Tenterden is another of the Cinque Ports and declares itself the Jewel of the Weald. Keeping guard over the town is the pinnacled tower of St Mildred’s Church from where once the signal beacon warned of the approach of the Spanish Armada.
One of the most famous and evocative castles in Britain, Bodiam Castle was built in 1385, as both a defence and a comfortable home. There are spiral staircases and battlements to explore, and wonderful views of the Rother Valley from the top of the towers.
Camber Sands is just nine miles from the farm. It is a popular sandy beach with picturesque dunes and interesting wildlife.
The ancient town of Winchelsea is a beautiful Sussex village built on the bones of a medieval town. It is a picturesque and peaceful village with a beach, medieval wine cellars and views of Rye bay.
Festivals & events
Rye boasts a thriving community of artists, writers and potters. The annual Rye Festival, now in its 40th year, takes place mid-September and is the culmination of the town’s commitment to the arts. From classical music and jazz to contemporary music, literature, comedy, painting and sculpture – the full spectrum of the arts is represented.
Courses & classes
Not just for kids (perhaps not at all in the case of the archery)
The opportunity to join in with animal feeding is included as part of your holiday at Swallowtail Hill. You can also choose to go on a guided wildlife walk around the farm. Additionally you can enjoy a tractor driving lesson by special arrangement. Longbow archery lessons can be booked during your stay.
The farm also offers air rifle target shooting for over 16s.
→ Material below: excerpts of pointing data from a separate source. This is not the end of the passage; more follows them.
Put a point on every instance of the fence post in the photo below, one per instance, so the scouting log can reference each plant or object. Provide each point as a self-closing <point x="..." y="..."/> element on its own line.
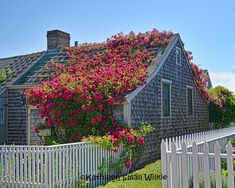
<point x="206" y="165"/>
<point x="184" y="165"/>
<point x="217" y="165"/>
<point x="195" y="166"/>
<point x="174" y="166"/>
<point x="230" y="165"/>
<point x="164" y="167"/>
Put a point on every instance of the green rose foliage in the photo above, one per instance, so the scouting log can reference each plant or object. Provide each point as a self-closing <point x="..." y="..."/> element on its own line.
<point x="3" y="76"/>
<point x="222" y="116"/>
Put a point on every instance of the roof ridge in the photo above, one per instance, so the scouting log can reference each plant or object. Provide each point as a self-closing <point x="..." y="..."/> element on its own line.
<point x="17" y="56"/>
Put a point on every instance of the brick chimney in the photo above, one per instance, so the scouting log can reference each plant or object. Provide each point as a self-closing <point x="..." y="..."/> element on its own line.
<point x="57" y="39"/>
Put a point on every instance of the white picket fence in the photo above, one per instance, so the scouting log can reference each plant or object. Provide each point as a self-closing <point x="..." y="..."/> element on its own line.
<point x="189" y="159"/>
<point x="64" y="165"/>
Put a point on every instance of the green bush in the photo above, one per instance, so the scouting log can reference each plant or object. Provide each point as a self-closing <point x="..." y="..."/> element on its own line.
<point x="212" y="180"/>
<point x="3" y="76"/>
<point x="222" y="116"/>
<point x="8" y="72"/>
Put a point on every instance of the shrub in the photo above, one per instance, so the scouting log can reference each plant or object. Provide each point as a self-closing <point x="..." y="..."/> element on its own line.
<point x="3" y="76"/>
<point x="224" y="115"/>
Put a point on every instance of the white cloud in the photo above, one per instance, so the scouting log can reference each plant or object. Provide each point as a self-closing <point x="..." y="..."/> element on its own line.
<point x="226" y="79"/>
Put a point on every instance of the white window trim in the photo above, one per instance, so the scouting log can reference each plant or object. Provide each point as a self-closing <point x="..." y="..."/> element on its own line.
<point x="177" y="49"/>
<point x="165" y="81"/>
<point x="189" y="87"/>
<point x="3" y="117"/>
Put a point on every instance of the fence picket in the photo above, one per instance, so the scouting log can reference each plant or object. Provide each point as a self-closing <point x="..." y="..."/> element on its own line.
<point x="206" y="165"/>
<point x="230" y="165"/>
<point x="173" y="167"/>
<point x="217" y="165"/>
<point x="184" y="165"/>
<point x="195" y="166"/>
<point x="164" y="167"/>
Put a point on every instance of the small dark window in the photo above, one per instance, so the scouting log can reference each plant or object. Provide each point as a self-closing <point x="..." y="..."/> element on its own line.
<point x="178" y="56"/>
<point x="190" y="101"/>
<point x="166" y="99"/>
<point x="1" y="117"/>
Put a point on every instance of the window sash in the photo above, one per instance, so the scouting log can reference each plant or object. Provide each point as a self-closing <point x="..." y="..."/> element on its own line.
<point x="1" y="117"/>
<point x="189" y="101"/>
<point x="178" y="56"/>
<point x="166" y="99"/>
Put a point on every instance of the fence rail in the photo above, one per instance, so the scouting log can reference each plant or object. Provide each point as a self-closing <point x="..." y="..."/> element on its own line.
<point x="64" y="165"/>
<point x="195" y="160"/>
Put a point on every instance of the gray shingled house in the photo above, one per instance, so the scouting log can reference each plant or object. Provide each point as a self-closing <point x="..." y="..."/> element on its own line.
<point x="170" y="101"/>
Many of the ancient manual woodland crafts are, sadly, being lost as industrial processes take over. But Swallowtail Hill does its best to keep them alive with occasional courses on offer from them and a few other knowledgeable locals. There are several riding stables close by which offer lessons for adults and children, or if you’d prefer something less structured, you can join a hack through the local countryside. Booking in advance is essential.
Meet your hosts
Swallowtail Hill Farm is sandwiched between the medieval market town of Tenterden in Kent and the ancient fortified hill-top seaport of Rye in this picturesque corner of East Sussex.
It is the feeling of being far removed from city life that brought the owners, Christopher and Sarah, here in the first place. Their search for a rural lifestyle coupled with a passion for nature and all things sustainable found them here at Swallowtail Hill’s 40 acres of land. Their land is actively managed for biodiversity and has qualified for the Higher Level Environmental Stewardship Scheme. It is now a patchwork of flower meadows, traditionally managed woodland, ponds and reedbeds, and hedge-lined green lanes to stroll along. This wildlife haven is a carbon neutral operation and Christopher and Sarah are constantly on the lookout for new ideas to reduce their carbon footprint even further.
An important part of the conservation work done on the farm is its education programme. Schools and special interest groups regularly visit to discover how a landscape managed in this way encourages flora and fauna. The Forest School at Swallowtail Hill is the newest part of the plan – some schools have already benefitted from this unique experience and more are set to follow in 2012. Swallowtail Hill is proud to hold the Learning Outside the Classroom accreditation and the farm is also part of the Countryside and Education Visits Accreditation Scheme.
East Sussex is a much visited but surprisingly uncrowded tourist destination and there is tons of stuff to do in the surrounding area if chilling out in farmland heaven is not quite enough for you. To keep the family entertained there is a steam railway ride, horse riding, great country pub lunches and strolls around the old town of ‘Foyle’s war’- Hastings or medieval Rye.
Guests can choose to stay in one of two cabins, Wood or Penfold, the Meadowkeeper's Cottage or the Woodcutter's Cottage. Comfortable double beds mean that you can have a relaxed lie-in whilst listening to the birds singing in the surrounding fields.